El día antes de la muerte de su Gigi, celebramos el cumpleaños de mi hija mayor con una tarta de chocolate (receta de Gigi). Cuando le conté el fallecimiento de mi abuela, me abrazó y lloró. «Siento que salió de la nada», dijo, aunque fue una muerte que se anticipó mucho antes de su nacimiento. «Siento que no estaba preparada». Quizá nunca lo estemos. A pesar de todo nuestro futurismo y previsión, de toda nuestra preparación y predicción, el mañana es un juego esquivo. Pero uno de los últimos correos electrónicos que mi abuela copió en mi bandeja de entrada era una historia sobre una mujer que pedía ser enterrada con un tenedor en la mano.

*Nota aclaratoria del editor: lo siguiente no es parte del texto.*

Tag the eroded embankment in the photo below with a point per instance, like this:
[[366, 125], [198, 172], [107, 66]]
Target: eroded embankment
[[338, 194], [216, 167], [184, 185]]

El chiste inspirador era que la gente dice «guarda el tenedor» cuando se retiran los platos de la cena para dar paso al postre; «guarda el tenedor» es un recordatorio de que (en la jerga de la poesía y las aves de corral para el alma) «¡¡¡Lo mejor está por llegar!!!» Los regalos de nuestros progenitores no son sólo recuerdos de que estuvieron aquí. Juguetes para jugar de niño, un anillo para pedir matrimonio; un equipaje para dejar el nido, un maletín para ejercer mi oficio. El mensaje de la vida de mi abuela, en retrospectiva, es clarísimo, y su voz hace eco desde el más allá del coro silencioso de su generación.
La abuela canta, como siempre ha cantado, «¡adelante!»